RALEIGH, N.C. – North Carolina farmworkers and a coalition of civil rights groups filed a federal lawsuit today challenging a state law that guts the ability of farmworkers to organize and make collective bargaining agreements with employers.
The lawsuit argues that the North Carolina Farm Act of 2017 impedes farmworkers’ First Amendment right to participate in unions, and asserts that the law is discriminatory, as more than 90 percent of the state’s agricultural workers are Latino. The Supreme Court has repeatedly affirmed that the government cannot impose special burdens on expressive associations such as unions.
The lawsuit was brought on behalf of the only farmworkers’ union in the state — the Farm Labor Organizing Committee (FLOC) — and two individual farmworkers. It was filed by the Southern Poverty Law Center (SPLC), the American Civil Liberties Union (ACLU), the North Carolina Justice Center, and the Law Offices of Robert J. Willis. The groups are asking the court to block implementation of the law as the challenge proceeds.
“Politicians that are also growers shouldn’t pass self-serving laws simply because they don’t want their workers to unionize. With the continuation of Jim Crow-era laws that aim to stop a now almost entirely Latino workforce from organizing, this is an affront to freedom of association and smacks of racism. Companies like Reynolds American should be embarrassed that growers in their supply chains are attacking the very farmworkers who make their companies’ wealth,” said FLOC President Baldemar Velasquez.
More than 100,000 farmworkers provide labor to North Carolina farms, helping to generate more than $12 billion for the state economy. The vast majority are Latinos and work seasonally, many under temporary H2A visas.

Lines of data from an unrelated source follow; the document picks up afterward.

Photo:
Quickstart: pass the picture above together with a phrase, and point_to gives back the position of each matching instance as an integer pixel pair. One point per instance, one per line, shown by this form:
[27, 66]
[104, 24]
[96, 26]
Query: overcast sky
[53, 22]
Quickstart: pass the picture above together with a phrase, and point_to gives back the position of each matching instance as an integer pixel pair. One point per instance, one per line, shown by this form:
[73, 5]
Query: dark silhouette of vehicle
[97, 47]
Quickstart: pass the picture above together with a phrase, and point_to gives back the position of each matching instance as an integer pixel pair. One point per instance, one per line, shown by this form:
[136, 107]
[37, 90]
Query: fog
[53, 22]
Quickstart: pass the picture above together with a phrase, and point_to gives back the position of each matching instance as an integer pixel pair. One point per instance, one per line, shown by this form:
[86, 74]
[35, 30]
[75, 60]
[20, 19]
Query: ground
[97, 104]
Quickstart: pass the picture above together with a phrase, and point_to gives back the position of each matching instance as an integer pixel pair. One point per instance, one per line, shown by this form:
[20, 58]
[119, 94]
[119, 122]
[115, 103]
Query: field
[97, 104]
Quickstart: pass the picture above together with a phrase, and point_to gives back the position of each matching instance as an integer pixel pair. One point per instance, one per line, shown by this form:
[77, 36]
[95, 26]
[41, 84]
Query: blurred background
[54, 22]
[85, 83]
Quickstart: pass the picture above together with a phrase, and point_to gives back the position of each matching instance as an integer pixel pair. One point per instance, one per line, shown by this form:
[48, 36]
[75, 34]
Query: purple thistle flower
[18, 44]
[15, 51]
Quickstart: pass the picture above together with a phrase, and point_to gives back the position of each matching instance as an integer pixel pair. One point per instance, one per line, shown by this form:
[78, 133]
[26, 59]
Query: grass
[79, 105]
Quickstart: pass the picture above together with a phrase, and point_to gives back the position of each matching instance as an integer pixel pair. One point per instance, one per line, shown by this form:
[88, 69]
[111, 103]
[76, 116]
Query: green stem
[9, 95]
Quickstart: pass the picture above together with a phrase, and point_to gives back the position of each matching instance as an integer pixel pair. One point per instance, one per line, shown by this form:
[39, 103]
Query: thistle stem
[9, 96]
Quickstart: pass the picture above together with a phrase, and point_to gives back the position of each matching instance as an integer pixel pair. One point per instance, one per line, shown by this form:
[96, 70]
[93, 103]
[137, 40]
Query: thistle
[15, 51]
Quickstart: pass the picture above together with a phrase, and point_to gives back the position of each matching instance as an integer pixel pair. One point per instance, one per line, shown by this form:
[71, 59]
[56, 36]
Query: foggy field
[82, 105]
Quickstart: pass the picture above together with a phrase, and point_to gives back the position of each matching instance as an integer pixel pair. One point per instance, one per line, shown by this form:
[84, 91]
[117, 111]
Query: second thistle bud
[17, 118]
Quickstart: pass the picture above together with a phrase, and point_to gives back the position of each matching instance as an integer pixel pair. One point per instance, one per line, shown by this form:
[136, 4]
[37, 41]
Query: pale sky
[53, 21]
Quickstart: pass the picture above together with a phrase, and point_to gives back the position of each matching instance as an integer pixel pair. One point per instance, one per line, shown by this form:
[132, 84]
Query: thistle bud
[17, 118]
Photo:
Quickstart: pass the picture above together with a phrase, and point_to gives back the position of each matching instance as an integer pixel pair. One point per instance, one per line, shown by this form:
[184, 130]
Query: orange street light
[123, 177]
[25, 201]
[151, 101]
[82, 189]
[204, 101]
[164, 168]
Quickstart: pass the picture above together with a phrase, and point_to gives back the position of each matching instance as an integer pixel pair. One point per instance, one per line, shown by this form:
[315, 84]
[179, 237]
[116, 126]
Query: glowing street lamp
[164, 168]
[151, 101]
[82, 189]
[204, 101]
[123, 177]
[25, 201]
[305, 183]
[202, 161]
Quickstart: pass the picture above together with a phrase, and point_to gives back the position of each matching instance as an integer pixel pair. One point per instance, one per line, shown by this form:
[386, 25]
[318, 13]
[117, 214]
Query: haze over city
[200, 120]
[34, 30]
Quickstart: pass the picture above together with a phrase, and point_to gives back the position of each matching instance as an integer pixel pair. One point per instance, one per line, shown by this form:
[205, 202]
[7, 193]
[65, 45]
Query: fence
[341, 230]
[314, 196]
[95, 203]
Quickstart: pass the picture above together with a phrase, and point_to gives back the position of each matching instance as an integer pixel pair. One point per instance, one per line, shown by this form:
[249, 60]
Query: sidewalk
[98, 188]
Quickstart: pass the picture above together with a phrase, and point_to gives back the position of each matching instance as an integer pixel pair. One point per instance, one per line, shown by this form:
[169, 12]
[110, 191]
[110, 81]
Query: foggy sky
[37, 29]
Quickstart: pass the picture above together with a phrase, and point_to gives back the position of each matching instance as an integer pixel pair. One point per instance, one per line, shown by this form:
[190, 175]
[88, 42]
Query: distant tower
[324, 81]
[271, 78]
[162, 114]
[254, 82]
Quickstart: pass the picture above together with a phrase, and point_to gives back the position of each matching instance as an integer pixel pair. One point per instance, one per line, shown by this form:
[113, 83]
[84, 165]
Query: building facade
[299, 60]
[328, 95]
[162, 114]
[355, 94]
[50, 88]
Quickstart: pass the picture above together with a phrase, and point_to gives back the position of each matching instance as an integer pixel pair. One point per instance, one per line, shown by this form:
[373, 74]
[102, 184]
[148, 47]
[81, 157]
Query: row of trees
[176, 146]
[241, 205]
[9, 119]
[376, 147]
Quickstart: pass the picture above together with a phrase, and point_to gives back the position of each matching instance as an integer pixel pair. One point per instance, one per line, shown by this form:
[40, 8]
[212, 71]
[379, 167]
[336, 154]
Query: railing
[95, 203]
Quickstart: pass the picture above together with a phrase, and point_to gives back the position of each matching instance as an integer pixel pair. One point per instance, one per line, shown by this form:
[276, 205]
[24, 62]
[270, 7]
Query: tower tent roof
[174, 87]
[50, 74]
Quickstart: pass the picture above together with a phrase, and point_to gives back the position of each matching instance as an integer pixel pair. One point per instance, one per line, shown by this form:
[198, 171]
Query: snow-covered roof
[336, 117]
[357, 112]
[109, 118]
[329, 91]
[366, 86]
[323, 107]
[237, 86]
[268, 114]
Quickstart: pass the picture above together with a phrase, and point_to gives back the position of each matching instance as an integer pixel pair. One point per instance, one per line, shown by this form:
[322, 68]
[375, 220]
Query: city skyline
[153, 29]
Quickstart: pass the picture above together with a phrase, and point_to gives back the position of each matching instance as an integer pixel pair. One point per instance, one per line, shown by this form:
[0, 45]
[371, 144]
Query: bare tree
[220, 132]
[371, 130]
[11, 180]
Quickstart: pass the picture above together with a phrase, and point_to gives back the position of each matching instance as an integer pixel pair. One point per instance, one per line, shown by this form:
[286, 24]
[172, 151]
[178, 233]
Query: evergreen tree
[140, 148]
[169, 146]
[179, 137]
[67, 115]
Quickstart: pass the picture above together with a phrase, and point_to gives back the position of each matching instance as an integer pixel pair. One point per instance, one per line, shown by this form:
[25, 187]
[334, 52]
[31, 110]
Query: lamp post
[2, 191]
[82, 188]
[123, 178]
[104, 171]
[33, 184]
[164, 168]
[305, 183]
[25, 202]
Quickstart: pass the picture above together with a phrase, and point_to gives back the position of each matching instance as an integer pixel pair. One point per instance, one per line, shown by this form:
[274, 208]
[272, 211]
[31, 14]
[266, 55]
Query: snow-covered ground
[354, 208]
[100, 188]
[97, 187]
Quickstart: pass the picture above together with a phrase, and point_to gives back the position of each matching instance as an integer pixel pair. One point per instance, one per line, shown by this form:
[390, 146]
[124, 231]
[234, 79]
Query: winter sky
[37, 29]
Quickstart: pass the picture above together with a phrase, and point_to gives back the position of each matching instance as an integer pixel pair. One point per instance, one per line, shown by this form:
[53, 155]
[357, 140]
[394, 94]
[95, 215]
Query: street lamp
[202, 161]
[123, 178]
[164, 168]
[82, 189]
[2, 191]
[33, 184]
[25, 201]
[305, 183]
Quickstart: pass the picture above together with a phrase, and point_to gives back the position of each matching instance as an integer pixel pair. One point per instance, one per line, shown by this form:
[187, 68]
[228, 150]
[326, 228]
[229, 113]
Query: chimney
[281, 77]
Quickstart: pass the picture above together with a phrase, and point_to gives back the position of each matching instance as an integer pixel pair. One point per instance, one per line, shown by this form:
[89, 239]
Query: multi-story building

The law bars farmworker unions from entering into agreements with employers to have union dues transferred from paychecks — even if the union members want it, and even if the employer agrees to the arrangement. Because North Carolina is a so-called “right-to-work” state, dues deductions can only occur when individual workers choose to have dues deducted. Many of FLOC’s members are guest-workers who lack ready access to U.S. bank accounts, credit cards and other means of making regular union dues payments, and they therefore rely on dues transfer arrangements to pay their union dues. If those arrangements become invalid, the union will be required to divert most of its limited resources to collecting dues individually from each worker.
The law also prohibits agricultural producers from signing any agreement with a union relating to a lawsuit, such as a settlement in which an employer agrees to recognize a union, or a collective bargaining agreement that includes a promise not to sue. FLOC has used such voluntary agreements with employers to secure critical improvements in working conditions at farms, such as higher wages and an end to exploitative recruitment fees and blacklisting. In addition, FLOC has successfully challenged tobacco giants, such as Reynolds American, Inc. to acknowledge their responsibility for the conditions workers face in their supply chains. The new law introduces major obstacles to FLOC’s ability to renew its existing agreements and pursue more in the future.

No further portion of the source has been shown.